THE IMPORTANCE OF BUSINESS INNOVATION …especially during difficult times

In Business Development, Business Strategies on July 28, 2009 at 4:44 pm
Image by vaXzine via Flickr

Far too few businesses have creative, right-brain types in leadership positions. This leaves innovation vulnerable to unwise cost cutting during difficult economic times. Decisions to slash versus retain projects are made by analytical, left-brain leadership who really are not suited for assessing innovations “outside of the box.”

 The fashion industry sets a great example worth emulating:

Every season, successful fashion companies must reinvent their product lines—and thus their brands—or face certain death. They manage this constant challenge by creating unusual partnerships at the top that consist of an imaginative, right-brain creative director and a commercially minded, left-brain brand CEO. ( called “both-brain” teams by Darrell K. Rigby, author of Winning in Turbulance.)*

  • Its businesses are run by pairs of powerful executives with complementary–creative and analytic–styles.
  • Its businesses are structured  to support left-brain-right-brain partnerships. Recruiters for the fashion industry seek to hire a mix of cognitive styles at all levels.  
  • In the fashion industry Innovation is a way of business life, not a marginal activity.

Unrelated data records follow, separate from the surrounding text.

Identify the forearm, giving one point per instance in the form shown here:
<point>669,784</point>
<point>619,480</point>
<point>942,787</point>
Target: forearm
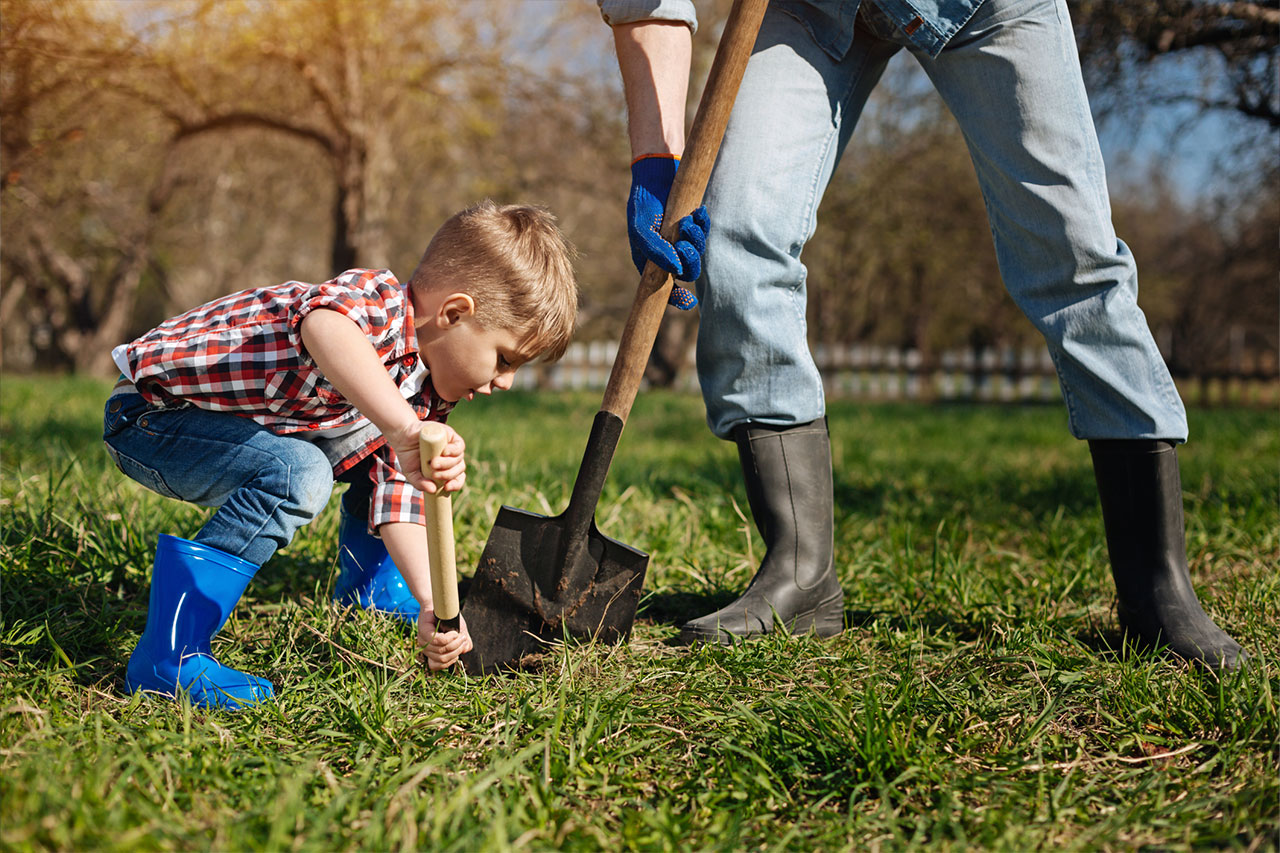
<point>406,543</point>
<point>350,363</point>
<point>654,56</point>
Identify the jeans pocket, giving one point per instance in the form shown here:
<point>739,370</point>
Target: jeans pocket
<point>144,474</point>
<point>120,410</point>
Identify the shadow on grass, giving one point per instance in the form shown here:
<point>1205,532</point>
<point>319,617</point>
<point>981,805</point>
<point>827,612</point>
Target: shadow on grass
<point>677,607</point>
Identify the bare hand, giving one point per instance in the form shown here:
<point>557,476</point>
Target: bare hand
<point>440,649</point>
<point>449,468</point>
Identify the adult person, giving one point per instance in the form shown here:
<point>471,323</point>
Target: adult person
<point>1009,72</point>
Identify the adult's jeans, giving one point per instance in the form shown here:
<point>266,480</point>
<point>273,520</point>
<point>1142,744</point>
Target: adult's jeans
<point>265,486</point>
<point>1011,78</point>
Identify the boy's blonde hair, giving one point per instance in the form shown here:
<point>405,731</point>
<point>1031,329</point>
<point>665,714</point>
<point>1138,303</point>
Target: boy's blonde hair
<point>517,267</point>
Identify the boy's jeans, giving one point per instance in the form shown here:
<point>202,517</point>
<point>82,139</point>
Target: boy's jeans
<point>1011,78</point>
<point>265,486</point>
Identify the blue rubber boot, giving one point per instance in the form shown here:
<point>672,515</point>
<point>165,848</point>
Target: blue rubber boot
<point>366,574</point>
<point>193,589</point>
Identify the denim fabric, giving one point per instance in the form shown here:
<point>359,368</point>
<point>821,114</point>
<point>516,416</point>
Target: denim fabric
<point>927,24</point>
<point>265,486</point>
<point>1011,78</point>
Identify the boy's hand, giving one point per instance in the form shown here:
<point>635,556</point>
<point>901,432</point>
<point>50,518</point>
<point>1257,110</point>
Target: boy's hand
<point>440,649</point>
<point>449,466</point>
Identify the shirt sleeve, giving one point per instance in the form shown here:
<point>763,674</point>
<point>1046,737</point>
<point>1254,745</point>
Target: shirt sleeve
<point>370,299</point>
<point>620,12</point>
<point>393,500</point>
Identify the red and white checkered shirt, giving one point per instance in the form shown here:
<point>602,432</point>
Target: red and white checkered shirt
<point>243,354</point>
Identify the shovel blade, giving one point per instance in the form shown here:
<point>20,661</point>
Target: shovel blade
<point>522,598</point>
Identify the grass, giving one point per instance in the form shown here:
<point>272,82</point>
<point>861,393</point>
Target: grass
<point>978,698</point>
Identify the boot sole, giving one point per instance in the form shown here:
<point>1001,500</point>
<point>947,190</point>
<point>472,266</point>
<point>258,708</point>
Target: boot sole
<point>826,620</point>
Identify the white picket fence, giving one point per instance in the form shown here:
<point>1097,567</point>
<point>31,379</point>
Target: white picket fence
<point>851,372</point>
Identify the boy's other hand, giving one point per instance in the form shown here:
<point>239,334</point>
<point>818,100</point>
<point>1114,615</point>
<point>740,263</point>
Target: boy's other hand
<point>449,468</point>
<point>440,649</point>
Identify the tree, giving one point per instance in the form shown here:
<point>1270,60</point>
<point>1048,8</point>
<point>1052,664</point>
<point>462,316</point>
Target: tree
<point>80,205</point>
<point>1235,45</point>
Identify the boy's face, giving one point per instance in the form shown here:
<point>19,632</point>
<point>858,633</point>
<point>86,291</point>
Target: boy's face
<point>465,359</point>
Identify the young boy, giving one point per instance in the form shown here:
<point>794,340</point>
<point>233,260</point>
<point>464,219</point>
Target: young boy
<point>257,401</point>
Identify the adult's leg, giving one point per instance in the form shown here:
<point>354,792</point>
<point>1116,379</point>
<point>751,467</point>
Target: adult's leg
<point>1011,77</point>
<point>794,114</point>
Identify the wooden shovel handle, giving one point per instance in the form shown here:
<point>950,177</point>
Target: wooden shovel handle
<point>686,194</point>
<point>439,532</point>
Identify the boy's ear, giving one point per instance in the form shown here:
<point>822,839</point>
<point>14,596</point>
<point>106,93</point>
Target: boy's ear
<point>455,309</point>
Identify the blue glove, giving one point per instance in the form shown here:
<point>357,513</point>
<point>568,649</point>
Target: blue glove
<point>650,185</point>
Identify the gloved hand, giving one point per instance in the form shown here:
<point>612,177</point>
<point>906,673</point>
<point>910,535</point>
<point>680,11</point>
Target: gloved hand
<point>650,185</point>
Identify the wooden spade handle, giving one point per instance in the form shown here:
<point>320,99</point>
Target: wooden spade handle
<point>439,532</point>
<point>686,194</point>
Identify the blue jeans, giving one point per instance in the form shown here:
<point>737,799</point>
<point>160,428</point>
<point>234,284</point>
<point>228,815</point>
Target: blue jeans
<point>1011,78</point>
<point>265,486</point>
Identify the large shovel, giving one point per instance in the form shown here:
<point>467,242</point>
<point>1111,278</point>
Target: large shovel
<point>542,579</point>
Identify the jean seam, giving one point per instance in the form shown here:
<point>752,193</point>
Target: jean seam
<point>812,203</point>
<point>288,486</point>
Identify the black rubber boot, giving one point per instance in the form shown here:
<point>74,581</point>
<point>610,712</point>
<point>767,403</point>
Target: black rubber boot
<point>1142,509</point>
<point>789,486</point>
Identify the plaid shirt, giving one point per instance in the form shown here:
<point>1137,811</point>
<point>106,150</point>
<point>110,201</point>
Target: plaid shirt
<point>243,354</point>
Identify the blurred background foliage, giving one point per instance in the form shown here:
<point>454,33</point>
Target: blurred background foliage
<point>158,154</point>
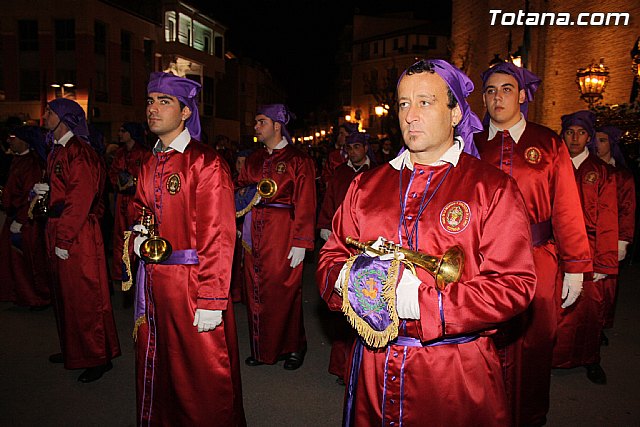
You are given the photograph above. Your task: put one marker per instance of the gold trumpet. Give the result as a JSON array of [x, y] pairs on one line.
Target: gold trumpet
[[155, 249], [267, 188], [446, 268]]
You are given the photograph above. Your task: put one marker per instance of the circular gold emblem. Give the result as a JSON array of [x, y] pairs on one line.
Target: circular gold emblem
[[591, 177], [533, 155], [173, 184], [455, 216]]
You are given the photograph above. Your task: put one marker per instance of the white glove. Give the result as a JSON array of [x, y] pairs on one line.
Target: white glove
[[207, 320], [622, 249], [407, 304], [324, 233], [571, 288], [296, 255], [62, 253], [15, 227], [41, 188]]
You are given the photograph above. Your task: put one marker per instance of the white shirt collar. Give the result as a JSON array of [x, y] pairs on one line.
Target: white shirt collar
[[179, 143], [452, 155], [65, 138], [515, 131], [283, 143], [577, 160]]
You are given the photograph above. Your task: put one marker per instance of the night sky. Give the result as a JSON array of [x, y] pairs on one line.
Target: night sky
[[300, 52]]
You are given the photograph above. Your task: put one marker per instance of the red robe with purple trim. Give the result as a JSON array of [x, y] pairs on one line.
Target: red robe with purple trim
[[129, 162], [273, 288], [456, 384], [86, 326], [24, 276], [541, 166], [186, 378], [626, 191], [580, 325]]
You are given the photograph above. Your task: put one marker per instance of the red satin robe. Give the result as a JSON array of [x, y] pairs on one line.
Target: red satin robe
[[186, 378], [341, 333], [124, 216], [86, 326], [455, 384], [580, 325], [273, 288], [24, 276], [541, 166], [626, 192]]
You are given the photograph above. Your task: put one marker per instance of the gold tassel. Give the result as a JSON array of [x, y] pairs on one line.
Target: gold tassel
[[127, 261]]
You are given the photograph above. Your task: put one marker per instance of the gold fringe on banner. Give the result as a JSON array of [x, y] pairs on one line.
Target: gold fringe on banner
[[373, 338], [127, 262]]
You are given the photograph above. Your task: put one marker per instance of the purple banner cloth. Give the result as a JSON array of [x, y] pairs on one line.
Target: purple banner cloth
[[184, 257]]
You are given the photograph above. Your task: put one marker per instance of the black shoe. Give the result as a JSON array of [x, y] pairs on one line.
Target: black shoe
[[95, 373], [56, 358], [251, 361], [294, 361], [596, 374]]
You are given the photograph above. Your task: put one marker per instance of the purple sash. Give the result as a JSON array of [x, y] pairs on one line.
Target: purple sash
[[183, 257]]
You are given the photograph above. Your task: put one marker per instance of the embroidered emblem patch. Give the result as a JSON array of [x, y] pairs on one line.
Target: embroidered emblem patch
[[591, 177], [173, 184], [533, 155], [455, 216]]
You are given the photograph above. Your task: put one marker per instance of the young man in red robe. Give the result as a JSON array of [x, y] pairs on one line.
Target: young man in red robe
[[123, 174], [607, 148], [538, 160], [280, 229], [580, 327], [24, 276], [357, 148], [442, 368], [80, 292], [187, 365]]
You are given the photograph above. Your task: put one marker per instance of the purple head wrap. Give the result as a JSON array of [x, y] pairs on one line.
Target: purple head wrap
[[614, 134], [583, 118], [278, 113], [186, 90], [525, 78], [461, 86], [72, 115]]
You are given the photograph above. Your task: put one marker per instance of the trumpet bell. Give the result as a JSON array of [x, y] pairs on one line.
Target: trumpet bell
[[267, 188], [155, 249]]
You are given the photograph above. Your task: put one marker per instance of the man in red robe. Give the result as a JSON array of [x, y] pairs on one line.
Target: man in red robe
[[580, 326], [86, 326], [25, 274], [123, 174], [443, 368], [280, 229], [538, 160], [357, 147], [607, 148], [187, 366]]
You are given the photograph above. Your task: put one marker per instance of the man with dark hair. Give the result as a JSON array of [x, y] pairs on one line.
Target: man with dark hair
[[80, 292], [187, 366], [538, 160], [429, 357]]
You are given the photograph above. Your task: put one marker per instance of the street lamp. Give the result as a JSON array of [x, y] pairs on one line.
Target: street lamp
[[62, 86], [592, 81]]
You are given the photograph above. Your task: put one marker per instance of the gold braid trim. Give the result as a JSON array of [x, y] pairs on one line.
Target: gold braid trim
[[139, 321], [371, 337], [249, 206], [127, 262]]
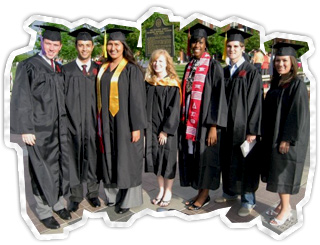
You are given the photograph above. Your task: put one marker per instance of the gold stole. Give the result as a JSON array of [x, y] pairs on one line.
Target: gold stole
[[167, 81], [114, 93]]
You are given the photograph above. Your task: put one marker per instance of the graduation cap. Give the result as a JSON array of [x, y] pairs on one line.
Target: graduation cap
[[236, 35], [117, 34], [287, 49], [199, 31], [84, 34], [51, 32]]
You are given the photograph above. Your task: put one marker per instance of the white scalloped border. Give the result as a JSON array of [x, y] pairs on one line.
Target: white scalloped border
[[137, 24]]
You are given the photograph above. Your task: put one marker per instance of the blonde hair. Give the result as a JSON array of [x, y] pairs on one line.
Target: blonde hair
[[150, 73]]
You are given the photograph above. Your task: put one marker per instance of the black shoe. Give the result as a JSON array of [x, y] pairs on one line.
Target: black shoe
[[73, 206], [195, 207], [94, 202], [63, 214], [50, 223], [122, 210]]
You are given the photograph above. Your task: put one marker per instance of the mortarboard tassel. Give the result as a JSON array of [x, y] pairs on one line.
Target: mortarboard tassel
[[224, 56], [105, 55]]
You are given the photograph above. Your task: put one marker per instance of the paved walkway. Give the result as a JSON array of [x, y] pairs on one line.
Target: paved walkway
[[265, 200]]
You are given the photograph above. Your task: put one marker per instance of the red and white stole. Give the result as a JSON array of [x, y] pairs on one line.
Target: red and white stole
[[196, 95]]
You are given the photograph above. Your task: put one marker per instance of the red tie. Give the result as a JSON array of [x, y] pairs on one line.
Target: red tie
[[84, 69], [52, 64]]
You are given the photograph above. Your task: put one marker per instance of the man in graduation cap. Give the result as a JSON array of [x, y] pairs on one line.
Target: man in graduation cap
[[80, 78], [38, 114], [204, 112], [240, 175]]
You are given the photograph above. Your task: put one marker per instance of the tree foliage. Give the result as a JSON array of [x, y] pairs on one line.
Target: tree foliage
[[216, 42]]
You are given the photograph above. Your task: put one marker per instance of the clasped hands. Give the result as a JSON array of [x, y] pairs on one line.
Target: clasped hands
[[29, 139]]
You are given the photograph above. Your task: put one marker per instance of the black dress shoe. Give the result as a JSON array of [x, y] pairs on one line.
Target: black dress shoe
[[63, 214], [73, 206], [122, 210], [195, 207], [94, 202], [50, 223]]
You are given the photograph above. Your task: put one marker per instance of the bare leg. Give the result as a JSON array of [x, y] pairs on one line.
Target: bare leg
[[161, 190], [167, 192]]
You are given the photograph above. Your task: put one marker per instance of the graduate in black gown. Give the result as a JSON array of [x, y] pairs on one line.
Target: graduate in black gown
[[122, 111], [286, 130], [163, 112], [80, 80], [204, 112], [240, 175], [37, 112]]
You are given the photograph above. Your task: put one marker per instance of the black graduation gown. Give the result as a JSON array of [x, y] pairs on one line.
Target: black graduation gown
[[204, 171], [123, 161], [286, 117], [81, 112], [244, 94], [38, 107], [163, 113]]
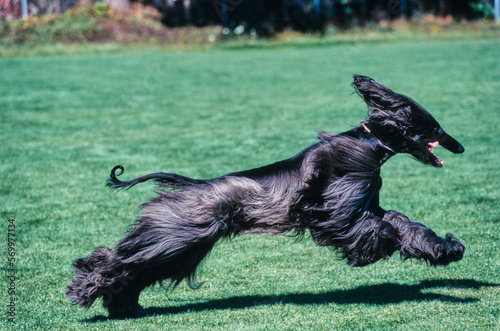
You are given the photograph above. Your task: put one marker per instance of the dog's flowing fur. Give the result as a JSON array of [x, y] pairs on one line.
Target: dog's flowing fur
[[331, 189]]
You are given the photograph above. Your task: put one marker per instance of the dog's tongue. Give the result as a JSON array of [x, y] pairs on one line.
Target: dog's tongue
[[434, 144]]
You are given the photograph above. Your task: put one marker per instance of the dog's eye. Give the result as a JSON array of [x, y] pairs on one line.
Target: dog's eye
[[437, 133]]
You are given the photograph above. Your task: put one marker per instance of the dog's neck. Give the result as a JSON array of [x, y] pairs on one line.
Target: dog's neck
[[383, 148], [381, 144]]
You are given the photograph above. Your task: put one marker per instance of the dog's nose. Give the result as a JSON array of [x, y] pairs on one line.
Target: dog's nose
[[451, 144]]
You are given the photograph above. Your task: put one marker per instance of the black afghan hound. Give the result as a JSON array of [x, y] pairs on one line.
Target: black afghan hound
[[331, 189]]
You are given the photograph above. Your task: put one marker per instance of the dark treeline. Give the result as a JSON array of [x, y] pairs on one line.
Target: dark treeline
[[267, 16]]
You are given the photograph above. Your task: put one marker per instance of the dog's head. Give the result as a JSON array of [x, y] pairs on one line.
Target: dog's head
[[413, 130]]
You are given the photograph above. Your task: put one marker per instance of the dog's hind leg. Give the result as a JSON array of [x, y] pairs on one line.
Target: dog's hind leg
[[414, 240]]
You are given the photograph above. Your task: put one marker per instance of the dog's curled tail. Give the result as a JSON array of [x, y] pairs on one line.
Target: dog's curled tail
[[93, 274], [163, 178]]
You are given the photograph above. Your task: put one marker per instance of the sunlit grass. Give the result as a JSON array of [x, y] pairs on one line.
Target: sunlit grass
[[66, 121]]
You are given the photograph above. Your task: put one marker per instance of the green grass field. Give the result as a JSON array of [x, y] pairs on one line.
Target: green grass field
[[66, 121]]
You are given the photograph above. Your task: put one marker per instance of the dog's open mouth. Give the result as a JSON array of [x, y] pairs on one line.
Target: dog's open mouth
[[432, 145], [425, 154], [429, 157]]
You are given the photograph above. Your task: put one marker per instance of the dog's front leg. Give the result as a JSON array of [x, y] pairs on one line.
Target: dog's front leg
[[415, 240]]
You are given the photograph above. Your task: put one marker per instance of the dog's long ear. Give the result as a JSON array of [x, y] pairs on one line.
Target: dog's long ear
[[376, 96]]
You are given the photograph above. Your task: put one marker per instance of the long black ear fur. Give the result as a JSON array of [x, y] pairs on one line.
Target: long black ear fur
[[376, 96]]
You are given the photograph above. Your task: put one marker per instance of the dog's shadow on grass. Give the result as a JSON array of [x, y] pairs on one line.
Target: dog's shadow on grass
[[380, 294]]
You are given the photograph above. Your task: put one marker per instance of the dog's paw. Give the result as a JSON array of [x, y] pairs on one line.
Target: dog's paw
[[449, 250]]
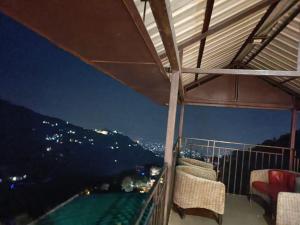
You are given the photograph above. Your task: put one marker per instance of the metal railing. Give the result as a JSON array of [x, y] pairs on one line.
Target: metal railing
[[152, 211], [234, 161]]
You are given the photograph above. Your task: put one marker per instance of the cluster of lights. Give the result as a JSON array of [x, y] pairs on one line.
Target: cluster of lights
[[52, 124], [17, 178], [104, 132], [71, 132]]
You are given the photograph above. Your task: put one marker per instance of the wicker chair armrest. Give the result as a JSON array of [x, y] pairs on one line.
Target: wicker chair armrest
[[195, 162], [196, 192], [288, 209]]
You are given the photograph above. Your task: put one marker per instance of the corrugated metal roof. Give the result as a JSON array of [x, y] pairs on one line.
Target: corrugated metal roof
[[222, 46]]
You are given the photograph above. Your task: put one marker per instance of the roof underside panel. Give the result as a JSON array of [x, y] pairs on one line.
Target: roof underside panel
[[220, 47], [101, 33]]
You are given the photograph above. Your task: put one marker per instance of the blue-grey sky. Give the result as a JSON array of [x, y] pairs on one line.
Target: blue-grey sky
[[36, 74]]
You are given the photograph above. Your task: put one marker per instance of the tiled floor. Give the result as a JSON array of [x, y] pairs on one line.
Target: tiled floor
[[238, 211]]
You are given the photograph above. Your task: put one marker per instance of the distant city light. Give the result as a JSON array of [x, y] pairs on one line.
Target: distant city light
[[104, 132]]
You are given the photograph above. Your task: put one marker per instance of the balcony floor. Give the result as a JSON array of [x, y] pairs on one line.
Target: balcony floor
[[238, 211]]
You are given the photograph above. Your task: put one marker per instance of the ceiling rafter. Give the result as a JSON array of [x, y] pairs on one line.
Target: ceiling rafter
[[223, 24], [161, 11], [274, 32], [243, 72], [255, 30], [206, 22]]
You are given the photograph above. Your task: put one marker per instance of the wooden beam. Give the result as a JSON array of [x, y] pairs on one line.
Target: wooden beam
[[298, 58], [288, 80], [163, 17], [280, 86], [168, 157], [223, 24], [208, 12], [278, 29], [255, 30], [293, 138], [243, 72], [181, 119], [199, 82]]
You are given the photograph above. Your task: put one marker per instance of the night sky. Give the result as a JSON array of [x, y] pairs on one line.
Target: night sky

Highly successful both-brain pairs have been found elsewhere: Apple CEO Steve Jobs and COO, Tim Cook, are one such extremely well-known alliance. 

How it works:

Traditional, left-brain-dominant business leaders typically can’t tell the difference between good and bad innovations. Nor do they appreciate the skills needed to build and sustain a culture of creativity and constant reinvention. A leadership duo that unites right-brain creative skills and left-brain management skills offers the best way of ingraining innovation in a business, making it valued in all economic climates. 

But there’s more to the formula than throwing two people together. What makes for a superlative “both-brain” team? In many ways such a partnership is “truly like a marriage,” says Gucci Group CEO, Robert Polet. “It has ups and downs, and you have disagreements, [but] with a common purpose and within a common framework.”

Rigby studied a number of creative-commercial partnerships, both successful and unsuccessful, and identified seven characteristics that were common to success:

  1. Awareness of strengths and weaknesses. Partners realistically assess what they do well and where they need help. They often joke openly about their own shortcomings to help others see the value of partnership.
  2. Complementary cognitive skills. Partners seek those who balance their own working styles and decision-making approaches. They learn to draw on each other’s capabilities to the proper degree and at the right times.
  3. Trust. Partners trust each other and are willing to put each other’s interests ahead of their own.
  4. Raw intelligence. Partners bring insightful observations and good judgment to the team’s decisions.
  5. Relevant knowledge. Partners bring experience that applies directly to the challenges they face.
  6. Strong communication channels. Partners speak to each other frequently and directly. They often work in the same or adjacent spaces.
  7. Motivation. Partners are highly committed to the success of the business and to each other.